When using my nanoKEY to overdub, I can only hear the original track playing in the external headphones and not the new keyboard overdub. Under Transport / Overdub (on), there is another selection called Software Playthrough (off). I sometimes have turned this ON for overdubs, however it causes an bizarre unwanted effect. With the Transport / Overdub (on) the keyboard overdub comes through the laptop speakers which are really crappy. Are there some settings that I am missing? I’d like to hear the keyboard overdub in my headphones along with the track I am overdubbing. Thanks!
OK. Step one, the nanoKEY is not a musical keyboard. It’s a MIDI controller and it’s really playing the MIDI interpreter inside the computer. That’s where the music is coming from – that’s the musical instrument, not the keys you’re pressing
And it’s at that exact point where it gets magic. Typically, with a microphone or “real” musical keyboard you can’t overdub by plugging your headphones into the computer. You can always hear the old tracks just fine, but you will never be able to hear the live performance without echo and delays – machine latency.
That’s why when we wrote the overdubbing tutorial, we posted three different special hardware devices which will let you listen to everything all the time. Theatrically correct overdubbing. Without the devices, you will always have some musical piece missing.

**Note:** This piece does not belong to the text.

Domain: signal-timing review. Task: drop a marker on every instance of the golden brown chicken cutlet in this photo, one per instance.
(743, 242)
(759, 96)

Now about you. Since the actual music is coming from a chip set on the sound card, theory has it that there should be no delay – the music doesn’t have to enter the computer, it’s already there. But I didn’t test that and I have no idea how I would check it. It obviously doesn’t work or you wouldn’t be posting.
Normal sound pathways make my head hurt and I can’t imagine the pathways you have.
So we’re going to wait for one of the Windows elves to help.
Koz
Yes, I sensed that the delay that I hear is because of machine latency and I’ve successfully worked around that by sheer force and re-positioning the lagging overdub track. And I do understand the midi concept. Even with this odd obstacle, I’ve done some nice work. Still wish I could hear the overdub in the headphones. Thanks for your
response!
A simple way around the latency/no sound in headphones is to export your track that you want to overdub as an mp3. Set up Audacity to simply record a single stereo track of keyboard or voice while listening to the mp3 on another device. Then drop that single track into your project you want to overdub and adjust the position of the waveform. It is primitive, however it works!
There are two latencies. Recording Latency is where you have to slide your playback file around so it matches your voice when you play them both back later. That one’s a slider inside Audacity and we provide instructions how to do that.
“Tap a pencil in time to the playback drum track and them measure the difference between the two times…”
That’s one way. There are several. You’re doing that adjustment the long complicated way. There are internal tools to correct that.
I don’t think anything you did will affect the computer sending your own voice back to you in real time. That’s machine latency and that’s burned into the hardware and can’t be changed except by special, purpose-built software (ASIO).
If you don’t care that your own voice doesn’t come back to you in the mix during the performance, then none of this matters. Most performers like their voice coming back – a correct theatrical mix, some don’t.